Prior to the event, Stacey Allan, the west coast ambassador of the Art+Feminism Campaign, said the edit-a-thon allowed participants to compensate for content that has historically been missing from the web due to the lack of diversity among contributors.
“When you have a more diverse group of people participating in the writing of history, you’re going to uncover different stories,” Allan said. “The more people involved, the more you get a range of perspectives … and that’s a really important thing to have in such a big worldwide resource.”
The absence of female Wikipedia editors could potentially stem from the gender disparity in computer literacy, Subramanian said, and women’s lack of access to resources that are necessary to edit articles. Female Wikipedia editors tend to work on content more centered around distinguished people and the arts, Allan said, while men lean toward geography and the sciences. Hence the Art+Feminism campaign promotes more coverage of the arts as well as an increase in the recognition of cis and transgender female figures on Wikipedia.

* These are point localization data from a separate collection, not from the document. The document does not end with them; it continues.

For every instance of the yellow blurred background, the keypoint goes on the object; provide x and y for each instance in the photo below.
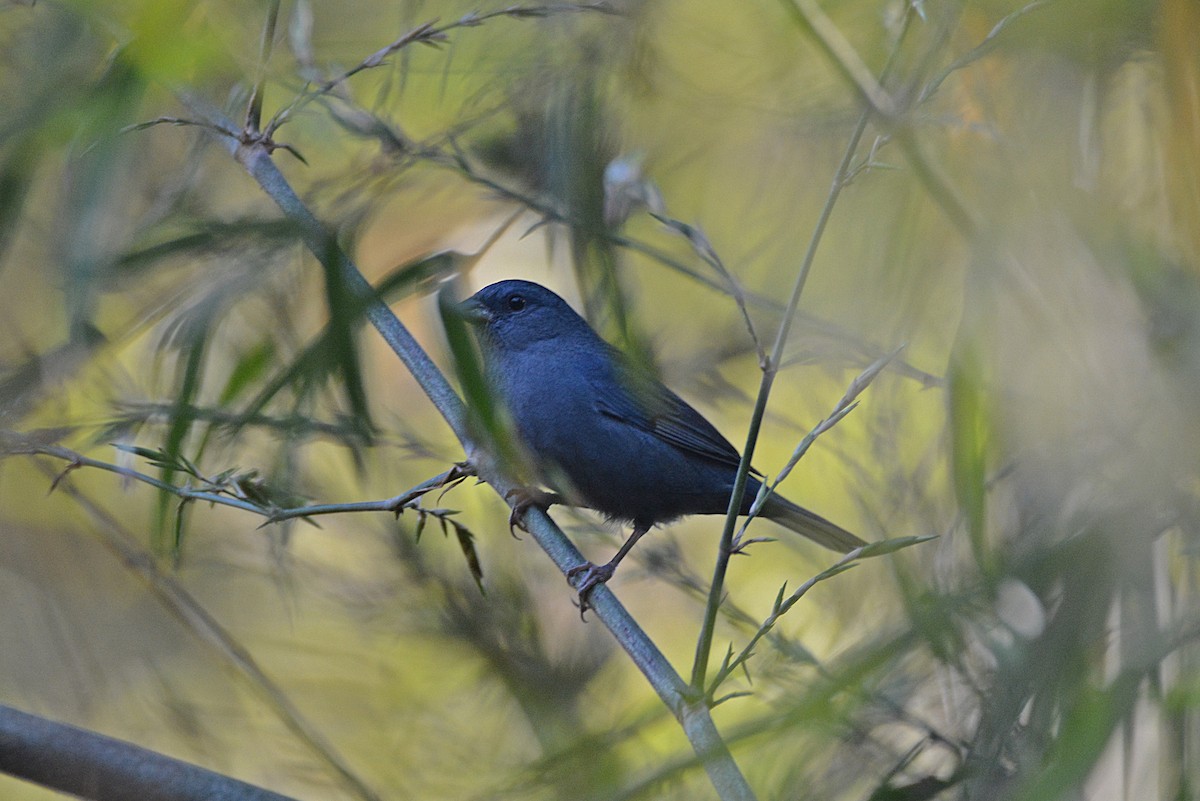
(1024, 220)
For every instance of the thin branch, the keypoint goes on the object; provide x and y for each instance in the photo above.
(847, 403)
(425, 34)
(207, 628)
(90, 765)
(688, 708)
(726, 549)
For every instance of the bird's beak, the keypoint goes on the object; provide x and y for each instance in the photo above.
(474, 312)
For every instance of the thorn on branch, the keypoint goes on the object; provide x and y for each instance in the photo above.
(54, 485)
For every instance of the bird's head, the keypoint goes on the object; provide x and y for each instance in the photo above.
(514, 314)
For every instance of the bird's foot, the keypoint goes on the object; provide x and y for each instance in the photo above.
(522, 499)
(739, 544)
(588, 578)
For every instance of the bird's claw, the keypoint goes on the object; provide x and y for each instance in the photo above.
(522, 500)
(589, 577)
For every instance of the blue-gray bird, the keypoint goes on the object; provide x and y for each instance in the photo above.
(603, 433)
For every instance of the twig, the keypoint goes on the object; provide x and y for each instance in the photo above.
(705, 640)
(90, 765)
(688, 708)
(425, 34)
(847, 403)
(207, 628)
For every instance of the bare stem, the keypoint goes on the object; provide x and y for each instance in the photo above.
(705, 639)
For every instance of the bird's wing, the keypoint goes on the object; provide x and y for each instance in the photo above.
(649, 405)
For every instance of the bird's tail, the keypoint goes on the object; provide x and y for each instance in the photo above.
(814, 527)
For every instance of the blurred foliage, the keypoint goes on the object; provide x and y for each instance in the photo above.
(1026, 222)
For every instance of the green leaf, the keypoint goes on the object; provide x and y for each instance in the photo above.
(892, 546)
(250, 368)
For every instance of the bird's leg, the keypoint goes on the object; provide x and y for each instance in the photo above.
(593, 574)
(523, 499)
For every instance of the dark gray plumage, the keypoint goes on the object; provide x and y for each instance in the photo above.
(603, 433)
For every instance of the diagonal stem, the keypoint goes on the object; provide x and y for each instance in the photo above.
(705, 640)
(688, 708)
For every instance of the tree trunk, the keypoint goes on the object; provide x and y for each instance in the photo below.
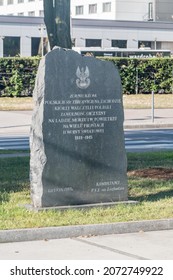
(57, 21)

Better gender diversity among editors will bring different types of information and perspectives to the site, and could even encourage more mindful gender pronoun usage, she said.
Allan said organizers wanted to highlight females in media and film, like directors and screenwriters, to gain public awareness and support for their contributions. Relating to the theme of the event, Allan used the Wikipedia page of actress Yalitza Aparicio as an example of how articles on Wikipedia are structured and edited. Subramanian also said industry professionals like camera women and stunt women often go unrecognized for their work.
“There’s a lot of names throughout history who haven’t been recognized in terms of film and television, both on-screen and behind the scenes,” Subramanian said.
During the event, Allan informed the audience about Wikipedia principles, such as keeping writing general and having a neutral perspective. Allan also instructed attendees on how to develop and modify Wikipedia articles with their computers, projecting step-by-step visuals onto a screen. Navigating the site, Allan showed the audience that page links in blue means there is existing content for that subject, while page links in red indicate that no information on the subject has been added and edited yet. Subjects on Wikipedia need to have notability to stay on the website, Allan said, and it’s best to find at least three sources to prove this.
After the introductory background information and training, attendees began working on Wikipedia articles. Participants chose subjects to cover either from a list provided by the organizers, or came in with ideas they wanted to research.
Alyssa Davis, an audience member of the event, said she wanted to use Wikipedia to cover female animators from the 1970s. Davis said she attended the workshop to observe how sources are verified for the site and to learn the general process of generating a Wikipedia article.
“I’m constantly clicking on articles and I don’t always fact check to make sure the articles are correct,” Davis said. “I work in the film industry and I think it’s really important for women to be represented on one of the largest … search engines that we have.”
During her presentation, Allan told participants to be bold with their work and not to be afraid of Wikipedia as it is a collaborative effort. Allan said edit-a-thons create a social environment for people to meet and learn from each other. She also said she hopes the campaign enhances the quality and number of Wikipedia articles covering a diverse range of females, including those who may have been overlooked.
“There isn’t a sort of hierarchical editorial framework where there’s one person deciding who’s important,” Allan said. “It’s distributing that power to people all over the world.”